Ингегерд не ответила.
Доиграется Вышата, подумал Гостемил. Вернется Ярослав, Ингегерд скажет ему несколько слов…
— Гостемил? — сказал Вышата. — Точно. Ну так вот, Гостемил, ври, да не завирайся, меру знай, дышло муромское.
— Ну так что ж, не нужен он вам, вернуть его обратно в лес, что ли? — спросил Гостемил. — Это можно. А Ярославу, как вернется, так и скажите — мол, зачем нам Свистун! Петь он не умеет, пляшет плохо, готовить его даже в Снепелицу не заставишь. В любовники Вышате он не годится — стар.
— Ах ты собака! — закричал Вышата. — Да как смеешь ты…
— А ты покажи его нам, болярин, — предложил вдруг Владимир. — А то мало ли что у тебя в повозке. Может и не Свистун вовсе.
Группа людей, стоящих почти полукругом у терема и слушающих перепалку, стремительно росла. При упоминании Свистуна по группе прошел ропот.
— Не могу показать, женщины кругом, — сказал Гостемил.

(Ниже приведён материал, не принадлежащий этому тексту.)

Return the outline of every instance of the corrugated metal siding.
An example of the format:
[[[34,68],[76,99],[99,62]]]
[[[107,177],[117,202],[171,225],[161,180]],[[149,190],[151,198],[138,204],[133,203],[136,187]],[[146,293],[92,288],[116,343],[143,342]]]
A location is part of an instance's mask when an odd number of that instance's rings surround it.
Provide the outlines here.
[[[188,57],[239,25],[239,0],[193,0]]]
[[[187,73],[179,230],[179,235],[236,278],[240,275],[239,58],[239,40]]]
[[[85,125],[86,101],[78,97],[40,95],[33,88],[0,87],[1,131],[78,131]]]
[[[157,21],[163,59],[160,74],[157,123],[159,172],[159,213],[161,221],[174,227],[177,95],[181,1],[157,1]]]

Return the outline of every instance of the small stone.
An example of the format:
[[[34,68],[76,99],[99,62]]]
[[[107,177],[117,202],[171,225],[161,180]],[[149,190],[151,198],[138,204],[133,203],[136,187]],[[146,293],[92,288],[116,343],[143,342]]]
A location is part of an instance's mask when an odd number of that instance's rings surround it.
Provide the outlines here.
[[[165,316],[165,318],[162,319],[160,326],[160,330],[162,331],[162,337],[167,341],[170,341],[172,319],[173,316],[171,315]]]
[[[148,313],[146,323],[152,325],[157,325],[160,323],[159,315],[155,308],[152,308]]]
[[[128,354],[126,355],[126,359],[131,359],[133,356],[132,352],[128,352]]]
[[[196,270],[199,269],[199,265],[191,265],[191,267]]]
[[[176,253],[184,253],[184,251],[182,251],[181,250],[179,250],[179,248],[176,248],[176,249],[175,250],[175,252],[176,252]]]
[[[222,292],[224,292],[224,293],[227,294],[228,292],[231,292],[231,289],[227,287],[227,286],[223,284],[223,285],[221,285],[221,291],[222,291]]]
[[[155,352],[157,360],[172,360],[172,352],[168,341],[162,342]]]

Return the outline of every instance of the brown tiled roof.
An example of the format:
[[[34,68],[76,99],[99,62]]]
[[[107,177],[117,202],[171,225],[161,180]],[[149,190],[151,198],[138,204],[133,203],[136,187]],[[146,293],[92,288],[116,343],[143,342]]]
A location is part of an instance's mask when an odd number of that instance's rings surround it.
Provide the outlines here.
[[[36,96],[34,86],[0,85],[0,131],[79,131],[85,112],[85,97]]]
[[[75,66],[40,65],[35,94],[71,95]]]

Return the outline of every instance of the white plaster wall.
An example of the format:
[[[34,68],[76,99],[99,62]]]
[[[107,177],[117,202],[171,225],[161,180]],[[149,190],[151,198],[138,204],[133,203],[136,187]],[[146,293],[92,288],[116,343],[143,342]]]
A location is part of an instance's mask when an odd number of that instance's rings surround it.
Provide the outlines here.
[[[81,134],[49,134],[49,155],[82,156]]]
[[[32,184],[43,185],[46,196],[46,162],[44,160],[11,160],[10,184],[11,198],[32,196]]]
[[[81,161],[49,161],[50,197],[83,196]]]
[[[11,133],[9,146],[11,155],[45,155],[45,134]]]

— Ну так что же, что женщины?
— И дети.
— И что же! — настаивал Владимир, любопытствуя.
— Да нет там в повозке никого, — сказал Вышата.
— А то, — ответил Гостемил, игнорируя Вышату и приставив левую ладонь к левому углу рта — будто тайну какую собрался поведать, — что вид у него неприятственный весьма. Чтоб мне его сюда дотащить, пришлось мне ему через глаз кольцо продеть. Так кровища кругом, и мозг капает, стекает…
Несколько женщин в толпе завизжали, а одна как стояла, так и упала без памяти, но быстро пришла в себя — на нее кто-то нечаянно наступил.
— Но как же мы тогда узнаем, — продолжал Владимир, показывая, что ему не чужда логика, — что это именно Свистун?
— Ну, во-первых, болярину из древнего рода можно было бы просто поверить на слово, — предположил Гостемил. — А ежели у рода олегова нет доверия к слову, ибо своим словом они не дорожат — так пусть кто-нибудь, видевший ранее Свистуна, заглянет в повозку да подтвердит.
Вышата некоторое время раздумывал, а затем оглянулся, помахал рукой, подозвал ратника из своих, и что-то тихо ему сказал. Ратник кивнул и удалился с балкона.
Владимиру не понравилось такое публичное пренебрежение, и он сказал:
— А зачем смотреть? Свистун-то, он ведь не даром так прозывается. Уж и гусляры, из тех, что постарше, про него слагают былины да небылицы — мол, как свистнет, так все живое в округе падает замертво.
— Помилуй, князь, — Гостемил склонил голову в бок, — оно, конечно, можно велеть Свистуну умение свое показать, но ведь, как ты только что сказал — все живое! А тут вон народу сколько.